ロトシリーズ20のお題 8.廃墟

 やがて砂漠は、町を飲み込んでしまうだろう。
 それは、だれの目にも明らかだった。
 毎日少しづつ砂が廃墟へ吹き込んでくる。すでに町の西側の家々は、美しい風紋のある砂丘と化していた。
 砂は町を覆い、ふりつもっていく。
 家が、道が、広場が、樹が、容赦のない砂粒の侵略になすすべもなく、立ち尽くしていた。
 砂鼠やはげ鷹と言った砂漠に住む生き物さえも、この町へは近寄らない。そのかわり、蛇の尾を持つ巨大な怪鳥、キメラの群れがこの町を根城にしてあたりににらみをきかせていた。
 かつては町の広場だったらしい場所がある。中央には、枯れ井戸がひとつ。広場の名残をとどめるのは、周辺に残る家の基礎部分と、わずかなレンガ壁だけ。砂に覆われてじゃりじゃりする石畳には、キメラたちの羽毛が大量にちらばっている。
 中に赤みがかったものが混じっていた。色変わりしたその羽は、キメラ族の長老、スターキメラのものだった。
 鋭い鍵爪と獰猛なくちばしの、恐るべきモンスターである。井戸のかたわらにスターキメラは力なく横たわっていた。
 つぶれている、と言った方が正しい。翼は奇妙な方向に捻じ曲がり、首から胸にかけて黒っぽく乾いた血のりをまとい、白目を向いて絶命している。
 スターキメラが頭を向けているのは、一軒の家、あるいはその残骸だった。かろうじて間取りはわかるものの、屋根はなく、壁は崩れ、見るも哀れな姿になっている。ほどなく、砂嵐に襲われてその下へ埋没する運命と思われた。
 だが、家の背後には、砂に抵抗するかのような、大きな樹が一本植えてあった。
 町がまだこの地方の旅人の重要な中継地点だった時代には、夏、涼しい木陰を提供しただろうと思われる。太い枝は八方に伸び、葉が茂っていればさぞ姿がよいはず、と想像するのは容易だった。

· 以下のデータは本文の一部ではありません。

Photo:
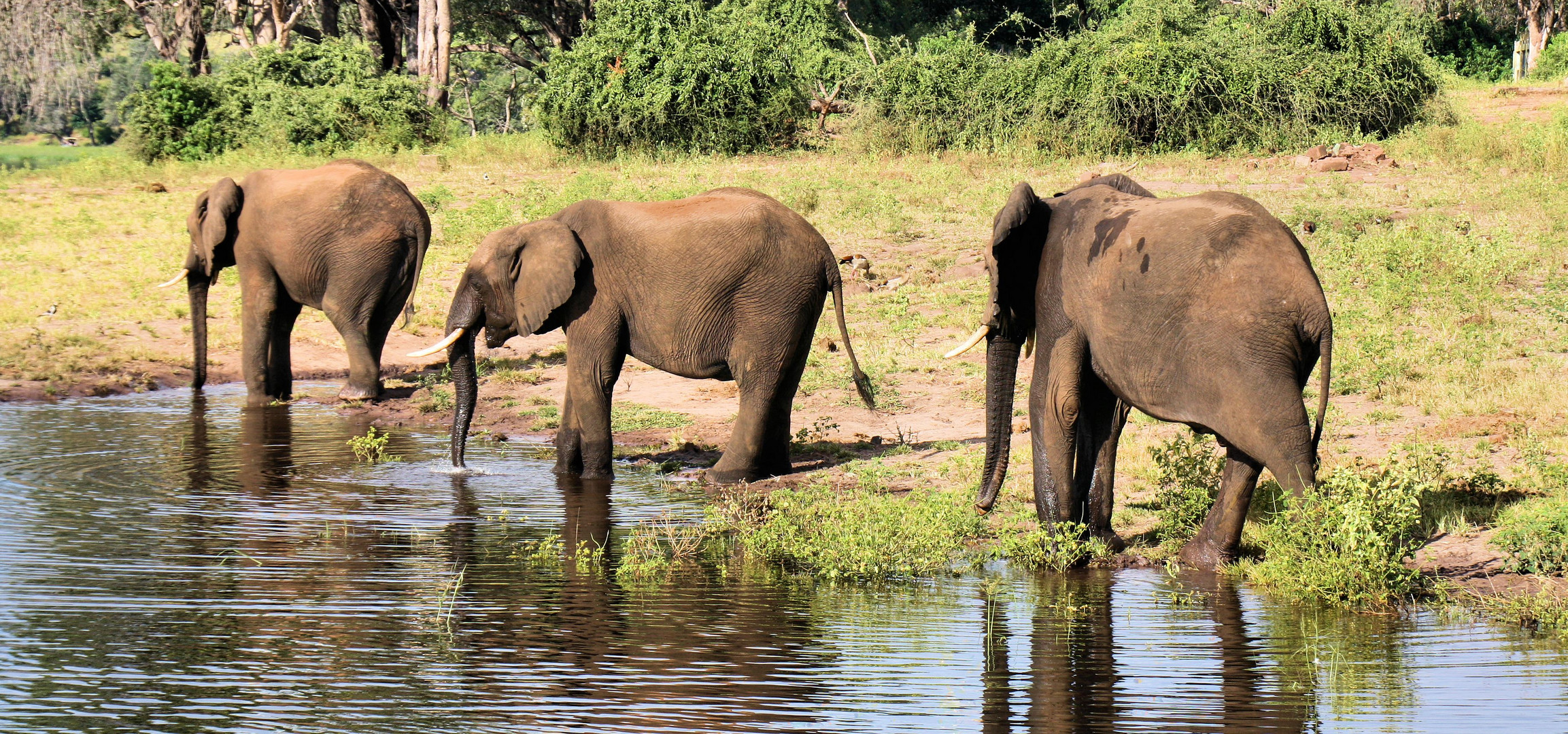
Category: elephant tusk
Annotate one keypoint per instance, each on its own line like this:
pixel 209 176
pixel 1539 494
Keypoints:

 大木の根元に、人影があった。それは、動かなかった。鎧姿の若者である。
彼がいるのは、家……つくりからしておそらく商家、の裏庭だった。明るめの曇り空の下、蒸し暑い空気の中、若者はかすかに胸を上下させるだけだった。
 背中の上半分と首を大木の根方に預け、ぐっすりと寝入っているようだった。使い込んだ鎧は、めちゃめちゃに傷ついている。鋭いカギ爪に引っかかれたと思しき傷や、切れ味の良い刀で斬りつけられたような跡があった。
 左手の先には、丸い盾が転がっている。これは鎧と対照的に、鏡のようになめらかだった。誰かがのぞきこめば、顔が映るに違いない。
 そして右手の指は、まだかろうじて剣の柄にふれている。だが、剣自体の重さに引かれて、指は伸びきっていた。
 剣の持ち主は、眠りこけている。ついに最後の指から剣の柄が離れた。石畳の上に重い剣は落ちて、耳障りな音をたてた。
 動くものはなかった。
 静寂が戻ってきた。
 剣はひっそりと転がっている。剣の先には、奇妙なものが積み上げられていた。
 黒い鎧である。騎士用の甲冑一式を、誰かが無造作にその場へ積み上げたようで、下の方には盾も剣も見えた。
 その傍らに、大きな宝箱が置いてあった。箱は泥だらけだった。たった今、掘り出されたらしい。こびりついた泥がたちまち乾いて砂に覆われていく。宝箱の蓋は、すでに開け放たれていた。
 雲で蓋をして蒸しあげたような奇妙な天気だったが、わずかな雲の隙間から偶然一筋の光が差し込んだ。
 光はまっすぐに宝箱の中身を照らし出す。数百年ぶりの太陽光を浴びて、箱の中から反射が返った。
 すべてが色あせたような砂漠の廃墟の中の、信じられないほど美しい、青い輝き。ブルーメタルである。
 金の縁取りを施した華麗な鎧一式が宝箱の中に納められていた。
「ん、ん……」
眠っている若者が、小さくつぶやいて首を振った。
 彼は、疲れきっている。彼のために約束されたその鎧を手に入れるために、まずスターキメラと、それから悪魔の騎士と、死力を尽くして戦わなくてはならなかったのだ。
 そして、ユキノフの店の裏側から、宝箱を掘り出し、蓋を開け、そこで精根尽きた。
 勇者は眠っている。今だけは許される、安逸な眠りをむさぼって。
 廃墟の町、ドムドーラの、昼下がりだった。